Kimi-K2 family¶

Moonshot AI's MoE family. Released across 2025–2026 (K2.0 → K2.6+). Similar profile to DeepSeek-V3/V4 in that it's MoE with NVFP4 quantization, but with a few distinguishing factors that affect how it runs on workstation Blackwell.

The model¶

	K2.0	K2.6
Total parameters	~600 B	~700 B
Active per token	~32 B	~40 B
Number of experts	384	384 (with refined routing)
Top-k	8	6
Hidden dim	6144	7168
Attention	GQA (Grouped-Query Attention)	GQA
Native quantization	FP8 → NVFP4 (later release)	NVFP4

Kimi uses standard GQA rather than DeepSeek's MLA. The KV cache is larger per token than DeepSeek MLA, but the attention kernels are universally available (FlashAttention-2 supports GQA out-of-the-box).

What the reference deployment assumes¶

Moonshot's deployment guidance for K2 targets:

Hardware: H200 / B100 / B200, ideally with NVLink
GEMM: their fork of CUTLASS with custom NVFP4 templates targeting sm_100a
Attention: FlashAttention-2 or FlashInfer (GQA paths)
MoE: vLLM with FlashInfer-MoE for the all-to-all
Parallelism: EP for the experts, TP within each expert, PP across model layers

The dependency surface is less aggressive than DeepSeek's: Kimi doesn't ship a custom GEMM library; they use CUTLASS. They use FlashAttention-2 (portable) rather than a custom MLA kernel. The MoE all-to-all is the single significant SM100-only assumption.

What breaks on workstation Blackwell¶

1. CUTLASS NVFP4 paths hit the SMEM cliff¶

Moonshot's CUTLASS templates inherit the same SMEM-budget assumptions as upstream CUTLASS. On SM120, the auto-carveout request exceeds 99 KiB and corrupts SMEM banks.

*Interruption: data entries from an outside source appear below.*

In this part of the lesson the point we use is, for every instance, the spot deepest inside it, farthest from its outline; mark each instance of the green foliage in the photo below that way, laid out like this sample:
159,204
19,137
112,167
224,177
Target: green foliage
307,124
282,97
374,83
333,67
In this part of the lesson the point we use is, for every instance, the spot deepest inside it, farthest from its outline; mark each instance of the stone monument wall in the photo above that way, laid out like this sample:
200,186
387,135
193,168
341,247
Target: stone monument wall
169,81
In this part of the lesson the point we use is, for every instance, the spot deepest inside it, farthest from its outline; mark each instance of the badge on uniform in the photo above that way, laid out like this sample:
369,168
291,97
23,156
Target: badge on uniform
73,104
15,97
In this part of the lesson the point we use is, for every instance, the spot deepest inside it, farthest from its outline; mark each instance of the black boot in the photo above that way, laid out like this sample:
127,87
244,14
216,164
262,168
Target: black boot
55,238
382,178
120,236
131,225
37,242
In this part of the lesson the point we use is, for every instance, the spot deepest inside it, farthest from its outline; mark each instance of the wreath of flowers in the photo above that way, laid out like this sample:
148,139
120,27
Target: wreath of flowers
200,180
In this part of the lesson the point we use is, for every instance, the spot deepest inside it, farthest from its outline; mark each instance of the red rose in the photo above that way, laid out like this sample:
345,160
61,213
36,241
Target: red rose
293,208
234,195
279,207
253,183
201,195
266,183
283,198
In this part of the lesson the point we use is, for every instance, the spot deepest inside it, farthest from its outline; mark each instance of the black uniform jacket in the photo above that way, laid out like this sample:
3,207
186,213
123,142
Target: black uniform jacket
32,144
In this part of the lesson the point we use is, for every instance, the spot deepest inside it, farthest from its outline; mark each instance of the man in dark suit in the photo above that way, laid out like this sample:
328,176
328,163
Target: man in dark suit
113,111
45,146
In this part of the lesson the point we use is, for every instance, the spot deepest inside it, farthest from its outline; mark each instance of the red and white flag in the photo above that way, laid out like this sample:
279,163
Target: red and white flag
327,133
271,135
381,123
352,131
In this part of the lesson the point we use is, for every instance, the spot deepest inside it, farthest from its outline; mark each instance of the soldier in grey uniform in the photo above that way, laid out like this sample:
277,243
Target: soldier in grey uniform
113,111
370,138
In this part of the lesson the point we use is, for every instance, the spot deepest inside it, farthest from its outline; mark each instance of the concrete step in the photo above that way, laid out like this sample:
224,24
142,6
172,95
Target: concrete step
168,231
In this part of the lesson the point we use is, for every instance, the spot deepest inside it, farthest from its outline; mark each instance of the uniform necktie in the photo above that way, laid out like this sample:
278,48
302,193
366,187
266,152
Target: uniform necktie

Fix: either patch the CUTLASS templates to set explicit smaller StageCount, or use the upstream SM120-targeted templates (with slightly different tile shapes than Moonshot's defaults).

2. EP-with-FlashInfer-a2a breaks on PCIe atomics¶

Same as DeepSeek. Use NCCL fallback or switch to TP-only.

3. The 384-expert count makes TP-only memory-tight¶

With 384 experts each ~1.5 GB at NVFP4, total expert weight memory is ~570 GB. On a 4× 96 GB rig (384 GB total), TP=4 with replicated experts (each GPU holds all 384 experts' TP-slices) needs 570/4 ≈ 143 GB per GPU — doesn't fit in 96 GB.

This is the case where pure TP-only doesn't work and you need a hybrid plan: TP=4 + PP=2 (split layers across GPU pairs), or accept EP-with-NCCL despite the bandwidth cost.

For K2.6, you typically need either:

Pruning down to ~256 active experts (REAP-style) → fits TP-only
Hybrid TP × PP plan (slower per-token decode, lower memory pressure)
Acceptance of EP-with-NCCL (slow but works)

4. Routing kernel quirks¶

K2 uses a custom top-k routing kernel that assumes tcgen05-style asynchronous Tensor Core execution for the routing softmax. On SM120, this falls back to a slower path. Not a correctness issue, just a performance hit.

Working configuration¶

weights: NVFP4 (Moonshot's K2.6 release, 256 experts after REAP pruning)
kv_cache: FP8 E4M3
attention: FlashAttention-2 (GQA path) or Triton fallback
parallelism:
  tensor_parallel: 4
  pipeline_parallel: 1 (or 2 if memory tight)
  expert_parallel: 1
gemm_backend: cutlass with explicit StageCount=2 or 3

Notice: with FlashAttention-2 working out-of-the-box for GQA, Kimi-K2 is in some ways easier than DeepSeek-V4 to run on workstation Blackwell, despite being a comparable-scale model.

Performance expectations¶

On 4× workstation Blackwell:

Variant	Decode tok/s
K2.6 with REAP pruning to 256 experts	30–50
K2.6 full 384 experts via TP × PP=2	15–30
K2.6 via EP-NCCL	5–10

A datacenter B100 deployment hits 100–200 tok/s. The gap is similar to DeepSeek-V4: ~5×.

What's distinctive about Kimi¶

No custom GEMM library: depends on CUTLASS, which has SM120 support. Easier to port.
Standard GQA attention: works on every kernel library.
High expert count: stresses memory more than DeepSeek (256 → 384).
Routing kernel uses tcgen05-style: a specific kernel-level dependency, not a model-architecture one.

If you can run DeepSeek-V4 on workstation Blackwell, you can definitely run Kimi-K2 — except possibly for the memory pressure from 384 experts.